13 May my accusers perish in shame;
   may those who want to harm me
   be covered with scorn and disgrace.

    14 As for me, I will always have hope;
   I will praise you more and more.

    15 My mouth will tell of your righteous deeds,
   of your saving acts all day long—
   though I know not how to relate them all.

16 I will come and proclaim your mighty acts, Sovereign LORD;
   I will proclaim your righteous deeds, yours alone.

17 Since my youth, God, you have taught me,
   and to this day I declare your marvelous deeds.

18 Even when I am old and gray,
   do not forsake me, my God,
till I declare your power to the next generation,
   your mighty acts to all who are to come.

    19 Your righteousness, God, reaches to the heavens,
   you who have done great things.
   Who is like you, God?

20 Though you have made me see troubles,
   many and bitter,
   you will restore my life again;
from the depths of the earth
   you will again bring me up.

21 You will increase my honor
   and comfort me once more.

    22 I will praise you with the harp
   for your faithfulness, my God;
I will sing praise to you with the lyre,
   Holy One of Israel.

23 My lips will shout for joy
   when I sing praise to you—
   I whom you have delivered.

24 My tongue will tell of your righteous acts
   all day long,
for those who wanted to harm me
   have been put to shame and confusion.


20. Thou hast made me to see great and sore troubles. The verb to see among the Hebrews, as is well known, is applied to the other senses also. Accordingly, when David complains that calamities had been shown to him, he means that he had suffered them. And as he attributes to God the praise of the deliverances which he had obtained, so he, on the other hand, acknowledges that whatever adversities he had endured were inflicted on him according to the counsel and will of God.
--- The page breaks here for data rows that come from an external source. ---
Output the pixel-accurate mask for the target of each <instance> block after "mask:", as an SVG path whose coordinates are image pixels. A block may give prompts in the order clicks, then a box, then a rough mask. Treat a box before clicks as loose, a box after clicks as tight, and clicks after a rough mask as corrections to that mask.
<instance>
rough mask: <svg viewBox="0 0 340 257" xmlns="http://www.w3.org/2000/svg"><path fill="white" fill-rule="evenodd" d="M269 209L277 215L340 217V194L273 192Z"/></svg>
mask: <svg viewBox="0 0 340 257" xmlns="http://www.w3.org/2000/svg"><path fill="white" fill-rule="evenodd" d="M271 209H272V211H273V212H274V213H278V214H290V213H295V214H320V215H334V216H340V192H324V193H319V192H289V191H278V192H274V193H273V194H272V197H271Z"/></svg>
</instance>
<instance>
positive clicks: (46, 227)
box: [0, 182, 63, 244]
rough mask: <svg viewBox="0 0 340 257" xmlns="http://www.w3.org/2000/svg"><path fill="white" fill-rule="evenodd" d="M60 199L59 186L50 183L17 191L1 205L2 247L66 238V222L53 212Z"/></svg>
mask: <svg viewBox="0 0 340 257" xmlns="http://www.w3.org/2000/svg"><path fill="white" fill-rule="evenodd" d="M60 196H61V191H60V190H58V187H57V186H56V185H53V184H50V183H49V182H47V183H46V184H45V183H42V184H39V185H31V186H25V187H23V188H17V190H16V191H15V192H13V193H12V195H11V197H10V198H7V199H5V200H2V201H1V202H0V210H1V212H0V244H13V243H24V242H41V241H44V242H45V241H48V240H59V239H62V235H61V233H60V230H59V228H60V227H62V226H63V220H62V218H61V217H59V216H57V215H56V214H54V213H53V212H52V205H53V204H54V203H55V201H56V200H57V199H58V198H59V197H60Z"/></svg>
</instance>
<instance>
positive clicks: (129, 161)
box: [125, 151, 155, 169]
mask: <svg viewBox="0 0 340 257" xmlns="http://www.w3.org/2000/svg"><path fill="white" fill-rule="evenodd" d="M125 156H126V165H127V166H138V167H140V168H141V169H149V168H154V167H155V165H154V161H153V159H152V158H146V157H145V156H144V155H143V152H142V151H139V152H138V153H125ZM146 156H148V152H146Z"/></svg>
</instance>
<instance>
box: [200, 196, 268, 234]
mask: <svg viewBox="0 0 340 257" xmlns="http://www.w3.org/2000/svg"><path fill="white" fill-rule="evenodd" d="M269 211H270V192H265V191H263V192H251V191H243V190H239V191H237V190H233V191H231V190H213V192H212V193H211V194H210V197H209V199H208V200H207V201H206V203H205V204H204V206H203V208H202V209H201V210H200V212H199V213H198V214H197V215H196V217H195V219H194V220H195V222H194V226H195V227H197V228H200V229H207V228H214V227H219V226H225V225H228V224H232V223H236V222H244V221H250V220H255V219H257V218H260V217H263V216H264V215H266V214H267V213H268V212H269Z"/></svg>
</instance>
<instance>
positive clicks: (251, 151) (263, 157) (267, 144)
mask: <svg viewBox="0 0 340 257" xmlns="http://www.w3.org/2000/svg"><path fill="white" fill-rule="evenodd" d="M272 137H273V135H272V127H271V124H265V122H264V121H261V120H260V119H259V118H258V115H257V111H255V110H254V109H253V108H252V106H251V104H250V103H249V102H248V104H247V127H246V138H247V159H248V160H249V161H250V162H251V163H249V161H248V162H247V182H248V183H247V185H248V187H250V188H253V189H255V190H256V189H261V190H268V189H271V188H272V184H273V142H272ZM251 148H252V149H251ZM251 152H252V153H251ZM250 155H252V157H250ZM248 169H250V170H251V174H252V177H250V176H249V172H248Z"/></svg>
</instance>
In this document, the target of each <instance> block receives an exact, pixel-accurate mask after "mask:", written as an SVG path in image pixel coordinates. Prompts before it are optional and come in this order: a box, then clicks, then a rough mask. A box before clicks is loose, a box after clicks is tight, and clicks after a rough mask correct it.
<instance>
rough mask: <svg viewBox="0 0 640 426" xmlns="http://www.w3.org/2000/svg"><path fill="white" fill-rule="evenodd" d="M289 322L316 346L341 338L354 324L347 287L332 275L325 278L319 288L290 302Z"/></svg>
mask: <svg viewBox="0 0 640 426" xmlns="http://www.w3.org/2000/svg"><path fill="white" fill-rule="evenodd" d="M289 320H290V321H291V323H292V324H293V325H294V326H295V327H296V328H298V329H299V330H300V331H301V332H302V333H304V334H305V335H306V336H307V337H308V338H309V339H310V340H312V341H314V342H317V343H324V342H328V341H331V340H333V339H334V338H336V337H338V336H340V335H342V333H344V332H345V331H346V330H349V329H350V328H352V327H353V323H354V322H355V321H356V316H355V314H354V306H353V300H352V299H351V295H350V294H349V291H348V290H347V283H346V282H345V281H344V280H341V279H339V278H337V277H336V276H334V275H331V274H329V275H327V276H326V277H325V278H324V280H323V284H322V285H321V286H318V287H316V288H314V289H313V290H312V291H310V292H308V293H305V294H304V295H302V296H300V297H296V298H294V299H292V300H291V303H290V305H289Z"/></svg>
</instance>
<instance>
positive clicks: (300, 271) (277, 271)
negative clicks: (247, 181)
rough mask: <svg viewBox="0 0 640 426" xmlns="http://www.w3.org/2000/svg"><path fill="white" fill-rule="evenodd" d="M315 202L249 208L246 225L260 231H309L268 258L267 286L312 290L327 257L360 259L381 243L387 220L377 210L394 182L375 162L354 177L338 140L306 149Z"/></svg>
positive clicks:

But we must first consider the object which David has in view, which is to render by comparison the grace of God the more illustrious, in the way of recounting how hardly he had been dealt with. Had he always enjoyed a uniform course of prosperity, he would no doubt have had good reason to rejoice; but in that case he would not have experienced what it is to be delivered from destruction by the stupendous power of God. We must be brought down even to the gates of death before God can be seen to be our deliverer. As we are born without thought and understanding, our minds, during the earlier part of our life, are not sufficiently impressed with a sense of the Author of our existence; but when God comes to our help, as we are lying in a state of despair, this resurrection is to us a bright mirror from which is seen reflected his grace. In this way David amplifies the goodness of God, declaring, that though plunged in a bottomless abyss, he was nevertheless drawn out by the divine hand, and restored to the light. And he boasts not only of having been preserved perfectly safe by the grace of God, but of having also been advanced to higher honor — a change which was, as it were, the crowning of his restoration, and was as if he had been lifted out of hell, even up to heaven. What he repeats the third time, with respect to God’s turning, goes to the commendation of Divine Providence; the idea which he intends to be conveyed being, that no adversity happened to him by chance, as was evident from the fact that his condition was reversed as soon as the favor of God shone upon him.